While food boxes definitely have their place in the modern Christian tradition of giving, I can’t help but think an attitude of food sharing would be more beneficial. It would mean knowing our neighbors well enough that “the poor” is not a mere concept—and the “hungry and thirsty” aren’t an abstraction, they’re real people. Developing relationships and networking with organizations to empower families to never be hungry, regardless of the holiday season, is more in line with the teachings of Jesus than delivering one goody-filled box.
My old church has decided to go in a new direction this year, as they discovered that most of the families they delivered the food boxes to didn’t even have enough money to pay their utility bills, making most of the food useless. This year, the church is mobilizing members to donate to various food banks and shelters, and delivering a simple and more practical gift of socks and soup to all of those in need. Many people (myself included) were disappointed to miss out on the church camaraderie and joy of service that delivering the food boxes entailed. However, while it might not be as “fun,” I know partnering with long-term aid organizations and meeting practical needs is much more aligned with the goal of the Church as a whole. It is also a reminder that if we need someone else to tell us who the poor in our neighborhoods are, then we have missed out on following Jesus’ orders.

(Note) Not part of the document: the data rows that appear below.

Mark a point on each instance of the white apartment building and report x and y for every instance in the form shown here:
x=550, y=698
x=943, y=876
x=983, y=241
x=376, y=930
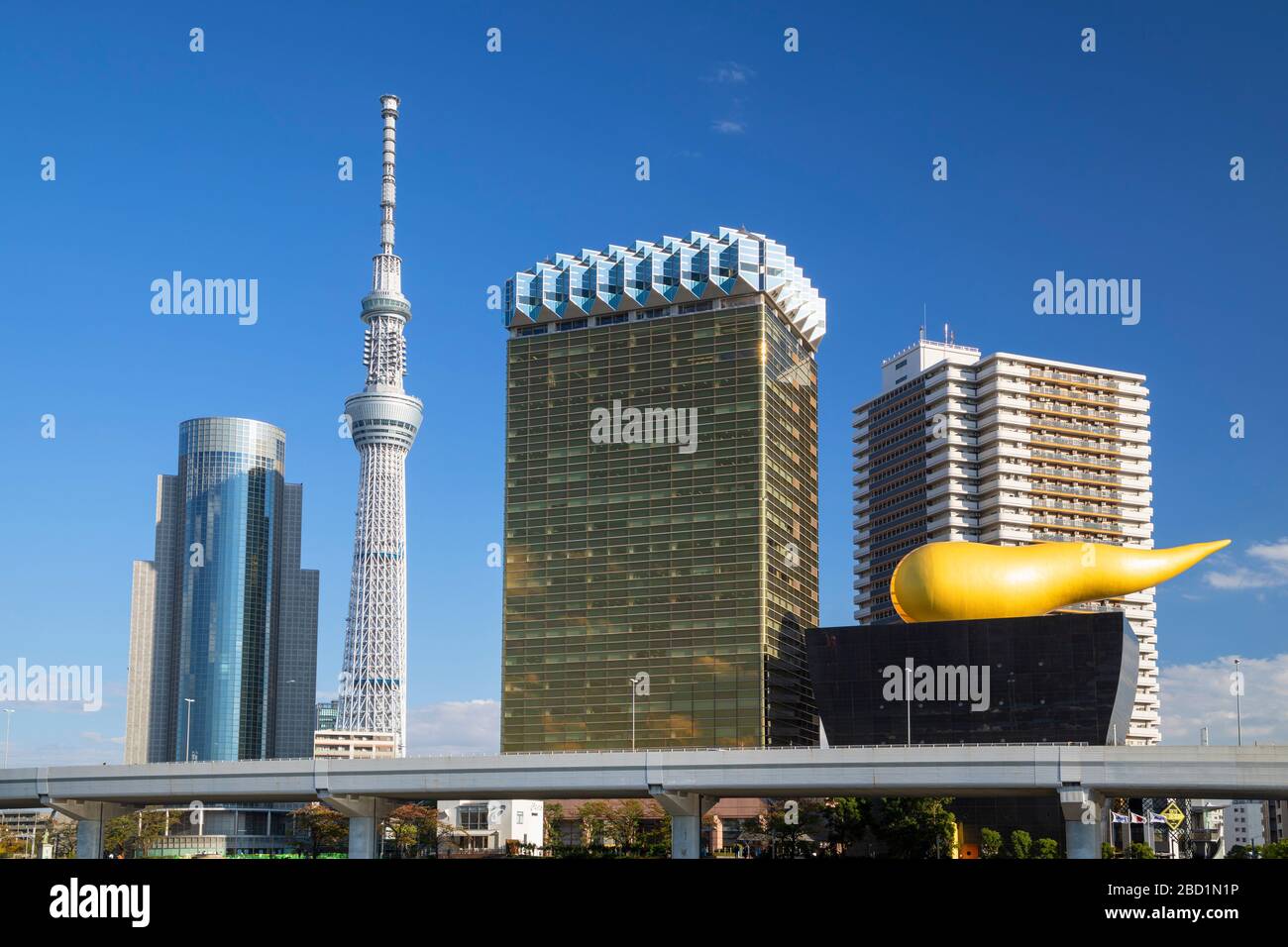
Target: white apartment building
x=488, y=825
x=1243, y=823
x=1008, y=450
x=353, y=745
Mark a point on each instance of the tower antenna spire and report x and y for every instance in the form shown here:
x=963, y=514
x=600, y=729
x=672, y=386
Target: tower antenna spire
x=387, y=189
x=384, y=421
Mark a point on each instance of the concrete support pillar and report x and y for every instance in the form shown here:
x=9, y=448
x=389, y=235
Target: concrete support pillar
x=89, y=821
x=686, y=810
x=1083, y=821
x=365, y=814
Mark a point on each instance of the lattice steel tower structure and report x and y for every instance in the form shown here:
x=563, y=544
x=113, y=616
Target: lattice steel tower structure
x=382, y=420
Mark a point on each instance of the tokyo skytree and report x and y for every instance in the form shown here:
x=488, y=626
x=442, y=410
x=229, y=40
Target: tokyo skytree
x=382, y=420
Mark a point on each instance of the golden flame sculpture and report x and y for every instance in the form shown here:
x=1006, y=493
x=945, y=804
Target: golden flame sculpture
x=945, y=581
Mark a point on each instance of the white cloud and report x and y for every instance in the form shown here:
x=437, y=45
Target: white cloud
x=1199, y=694
x=1267, y=570
x=454, y=727
x=730, y=73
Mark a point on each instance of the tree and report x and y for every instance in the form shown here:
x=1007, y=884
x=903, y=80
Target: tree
x=793, y=839
x=415, y=828
x=132, y=836
x=914, y=827
x=593, y=821
x=656, y=836
x=623, y=822
x=552, y=832
x=9, y=843
x=1021, y=844
x=323, y=830
x=62, y=834
x=990, y=843
x=848, y=822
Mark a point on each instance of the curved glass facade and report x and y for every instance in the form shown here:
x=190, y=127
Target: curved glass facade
x=231, y=472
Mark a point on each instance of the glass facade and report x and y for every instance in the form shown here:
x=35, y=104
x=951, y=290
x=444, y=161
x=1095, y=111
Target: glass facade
x=231, y=471
x=697, y=567
x=1056, y=678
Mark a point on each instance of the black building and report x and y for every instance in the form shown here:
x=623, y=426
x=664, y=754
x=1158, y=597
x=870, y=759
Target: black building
x=1056, y=678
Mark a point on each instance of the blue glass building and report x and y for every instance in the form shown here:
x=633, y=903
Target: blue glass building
x=223, y=638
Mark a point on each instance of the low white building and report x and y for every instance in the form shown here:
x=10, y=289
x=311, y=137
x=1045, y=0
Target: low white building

This year, I am signing up several families I know for the more modest food boxes furnished by my current church. But I don’t plan on dropping off the food and running back to my own apartment. I plan on cooking the turkey and green beans myself, and including sides of curry and goat stew. I am planning a new Christmas tradition of a feast that is all about the sharing—both of food and relationships.
Danielle lives in Portland, OR with her husband, kitty and brand new baby, Ramona. Even though she pretends to like it, she really hates the taste of goat.